If people with dyslexia parse speech at a frequency slightly higher or lower than the usual low gamma rate, their phonemic representations could exhibit an idiosyncratic format. Phonemic units would be either undersampled or oversampled, without necessarily inducing major perceptual deficits41,42. This anomaly would selectively complicate the grapheme-to-phoneme matching, leaving speech perception and production unaffected. The phonological impairment could take different forms, with a stronger impact on the acoustic side for undersampling (insufficient acoustic detail per time unit) and on the memory side for oversampling (too many frames to be integrated per time unit).

Using auditory steady state responses, we observed that the left-dominant response around 30 Hz present in subjects with normal reading ability is absent in those with dyslexia, suggesting that the ability of their left auditory cortex to parse speech at the appropriate phonemic rate was altered. Those with dyslexia had a strong response at this frequency in right auditory cortex and therefore an abnormal asymmetry. The magnitude of the anomalous asymmetry correlated with behavioral measures in phonology (such as non-word repetition and rapid automatic naming). We also found that readers with dyslexia had a stronger resonance than controls in both left and right auditory cortices at frequencies between 50 and 80 Hz, suggesting that the deficit in these subjects was accompanied with phonemic oversampling. This oversampling positively correlated with a phonological memory deficit43.

Although important, the observation that oscillatory anomalies co-occur with atypical phonological representations remains correlational. Causal evidence that auditory sampling is determined by cortical columnar organization could be obtained from knockout animal models comparing neuronal activity (multi-unit activity and LFP) to continuous auditory stimuli in sites with various degrees of columnar disorganization. Such animal work can, however, only indirectly address a specific relation to speech and language.

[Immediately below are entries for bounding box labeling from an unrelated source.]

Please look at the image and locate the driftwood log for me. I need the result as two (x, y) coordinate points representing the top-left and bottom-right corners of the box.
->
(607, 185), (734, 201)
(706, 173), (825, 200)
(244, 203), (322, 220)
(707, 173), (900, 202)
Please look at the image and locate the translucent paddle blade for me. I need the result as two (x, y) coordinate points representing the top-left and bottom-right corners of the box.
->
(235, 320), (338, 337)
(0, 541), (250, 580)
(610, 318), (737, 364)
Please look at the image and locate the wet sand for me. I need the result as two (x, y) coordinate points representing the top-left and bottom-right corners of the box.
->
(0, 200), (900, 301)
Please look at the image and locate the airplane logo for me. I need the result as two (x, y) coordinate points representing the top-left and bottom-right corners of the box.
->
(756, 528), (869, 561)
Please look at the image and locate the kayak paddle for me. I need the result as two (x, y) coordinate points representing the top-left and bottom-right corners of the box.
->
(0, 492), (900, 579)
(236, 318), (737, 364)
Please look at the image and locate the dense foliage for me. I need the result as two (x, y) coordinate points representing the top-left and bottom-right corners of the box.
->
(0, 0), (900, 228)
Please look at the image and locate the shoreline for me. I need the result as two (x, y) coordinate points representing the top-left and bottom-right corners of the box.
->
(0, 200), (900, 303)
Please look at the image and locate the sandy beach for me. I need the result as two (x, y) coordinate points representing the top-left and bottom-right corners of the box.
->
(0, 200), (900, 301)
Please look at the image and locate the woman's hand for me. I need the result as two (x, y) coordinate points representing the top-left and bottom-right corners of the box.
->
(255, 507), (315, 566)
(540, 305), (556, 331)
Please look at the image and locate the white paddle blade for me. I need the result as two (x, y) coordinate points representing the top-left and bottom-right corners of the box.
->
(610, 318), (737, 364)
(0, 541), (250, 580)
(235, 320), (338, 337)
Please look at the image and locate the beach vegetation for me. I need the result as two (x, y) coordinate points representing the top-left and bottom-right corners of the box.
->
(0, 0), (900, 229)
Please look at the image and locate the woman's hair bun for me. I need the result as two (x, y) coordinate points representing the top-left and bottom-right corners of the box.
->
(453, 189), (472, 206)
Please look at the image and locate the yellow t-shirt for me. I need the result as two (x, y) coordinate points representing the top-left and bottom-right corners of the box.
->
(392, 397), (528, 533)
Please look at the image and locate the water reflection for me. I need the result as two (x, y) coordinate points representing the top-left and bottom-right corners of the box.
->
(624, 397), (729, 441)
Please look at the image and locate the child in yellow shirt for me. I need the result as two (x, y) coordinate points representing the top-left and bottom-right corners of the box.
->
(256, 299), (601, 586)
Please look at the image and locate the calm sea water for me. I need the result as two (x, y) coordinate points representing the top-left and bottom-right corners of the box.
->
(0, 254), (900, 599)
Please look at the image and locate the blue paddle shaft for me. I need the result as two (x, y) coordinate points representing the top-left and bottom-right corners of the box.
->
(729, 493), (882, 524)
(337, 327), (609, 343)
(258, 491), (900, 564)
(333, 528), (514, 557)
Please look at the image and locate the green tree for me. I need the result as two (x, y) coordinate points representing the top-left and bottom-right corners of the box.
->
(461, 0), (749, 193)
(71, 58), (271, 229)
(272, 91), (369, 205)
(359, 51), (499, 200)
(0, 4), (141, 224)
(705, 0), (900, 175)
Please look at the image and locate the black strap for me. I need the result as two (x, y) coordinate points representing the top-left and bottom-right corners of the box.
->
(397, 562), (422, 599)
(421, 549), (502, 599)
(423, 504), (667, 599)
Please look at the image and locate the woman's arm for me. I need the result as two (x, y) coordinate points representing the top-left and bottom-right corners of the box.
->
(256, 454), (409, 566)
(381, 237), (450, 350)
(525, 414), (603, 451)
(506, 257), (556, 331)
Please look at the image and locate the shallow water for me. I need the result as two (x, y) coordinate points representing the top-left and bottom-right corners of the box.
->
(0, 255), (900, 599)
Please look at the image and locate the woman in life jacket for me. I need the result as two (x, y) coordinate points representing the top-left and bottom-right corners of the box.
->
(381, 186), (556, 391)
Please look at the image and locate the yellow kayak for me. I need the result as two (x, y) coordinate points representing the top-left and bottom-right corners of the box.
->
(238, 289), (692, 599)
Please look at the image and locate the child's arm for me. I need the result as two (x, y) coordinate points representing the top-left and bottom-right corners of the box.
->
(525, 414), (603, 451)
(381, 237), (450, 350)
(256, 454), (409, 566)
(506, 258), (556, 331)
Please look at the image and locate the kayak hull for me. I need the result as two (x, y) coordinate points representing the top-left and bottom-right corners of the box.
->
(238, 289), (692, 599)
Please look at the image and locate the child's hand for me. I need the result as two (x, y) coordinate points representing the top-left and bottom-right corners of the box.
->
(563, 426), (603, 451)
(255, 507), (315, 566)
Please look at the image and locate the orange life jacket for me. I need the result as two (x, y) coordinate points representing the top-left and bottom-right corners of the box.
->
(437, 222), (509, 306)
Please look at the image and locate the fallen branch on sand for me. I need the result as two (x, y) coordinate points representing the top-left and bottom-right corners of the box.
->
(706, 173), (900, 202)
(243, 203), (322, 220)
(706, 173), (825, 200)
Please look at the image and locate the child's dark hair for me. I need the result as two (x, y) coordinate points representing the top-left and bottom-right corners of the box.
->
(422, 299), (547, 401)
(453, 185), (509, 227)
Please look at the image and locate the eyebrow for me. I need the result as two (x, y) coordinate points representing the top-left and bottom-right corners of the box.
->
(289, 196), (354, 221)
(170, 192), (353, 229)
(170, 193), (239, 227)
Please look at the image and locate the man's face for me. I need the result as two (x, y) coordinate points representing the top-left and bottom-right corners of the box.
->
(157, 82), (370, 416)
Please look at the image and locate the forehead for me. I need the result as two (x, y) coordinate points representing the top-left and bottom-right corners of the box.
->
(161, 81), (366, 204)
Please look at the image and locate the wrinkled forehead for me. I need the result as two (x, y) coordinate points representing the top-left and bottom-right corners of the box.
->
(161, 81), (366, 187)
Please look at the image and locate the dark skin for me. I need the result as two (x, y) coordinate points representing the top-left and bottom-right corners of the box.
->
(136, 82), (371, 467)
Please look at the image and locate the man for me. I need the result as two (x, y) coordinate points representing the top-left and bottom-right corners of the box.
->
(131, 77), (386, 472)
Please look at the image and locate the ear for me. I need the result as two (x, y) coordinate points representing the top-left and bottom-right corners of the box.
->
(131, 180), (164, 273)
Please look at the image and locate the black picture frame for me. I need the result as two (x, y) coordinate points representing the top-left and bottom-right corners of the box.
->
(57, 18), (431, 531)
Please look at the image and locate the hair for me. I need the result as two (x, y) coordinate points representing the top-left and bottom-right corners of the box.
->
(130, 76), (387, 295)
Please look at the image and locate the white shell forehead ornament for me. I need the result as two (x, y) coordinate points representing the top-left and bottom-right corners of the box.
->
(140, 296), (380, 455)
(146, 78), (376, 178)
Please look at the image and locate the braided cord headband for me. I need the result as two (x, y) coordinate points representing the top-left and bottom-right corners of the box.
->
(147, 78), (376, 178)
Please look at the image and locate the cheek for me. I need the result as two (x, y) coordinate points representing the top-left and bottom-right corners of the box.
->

Cortical oscillations and language functional organization

Intrinsic asymmetries in cortical oscillations are observed not only in auditory cortex. The phenomenon is even more marked in motor cortex, specifically in tongue, lip and hand regions, where theta and low and high gamma activity appear strongly left dominant33. Resting oscillatory activity is also stronger in a left than right inferior parietal region, Brodmann area 40. Using graph theoretical analyses on combined EEG and fMRI data, we delineated a core network where oscillations are asymmetric at rest, including A1 (Brodmann areas 41 and 42), the somatosensory cortex, the articulatory motor cortex and Brodmann area 40. Of note, we did not observe left-dominant oscillatory asymmetry in the posterior superior temporal region (Brodmann area 22; Wernicke’s area) and in the inferior frontal cortex (Brodmann areas 44 and 45; Broca’s region). This is peculiar, as these two regions have a strong asymmetric function during language processing. The finding suggests either that oscillations do not contribute to the function of these regions during linguistic processing or that oscillatory activity is absent at rest but acquired during processing. We confirmed the latter, showing that Wernicke’s and Broca’s regions ‘inherit’ oscillatory asymmetries during linguistic processing from the core network. The oscillation-based topographic distribution of the speech processing network (Fig. 6a) accords well with standard descriptions of the functional anatomy of speech processing44 (Fig. 6b).

Figure 6.

Figure 6

Functional anatomy of the speech processing network. (a) Anatomy as adapted from ref. 33, deriving largely from mapping of cortical oscillations. Stronger correlations between regions (thick arrows, P ≤ 0.01) reflect stronger coupling between oscillatory activity in tested frequency bands and the BOLD response. (b) Anatomy as adapted from ref. 44, deriving largely from imaging and lesion–deficit data. Dotted lines illustrate the putative connectivity in the dorsal and ventral processing streams. Regions in the same color indicate areas implicated in oscillatory33 (a) or imaging and lesion44 (b) analyses. A1, primary auditory cortex; S2, secondary somatosensory cortex; BA40, Brodmann area 40 (supramarginal gyrus); STS, superior temporal sulcus; MTG, middle temporal gyrus; IFG, inferior frontal gyrus; PMC, premotor cortex; AT, anterior temporal cortex; AC, auditory cortex; SPT, sylvian parieto-temporal area; ITG, inferior temporal gyrus.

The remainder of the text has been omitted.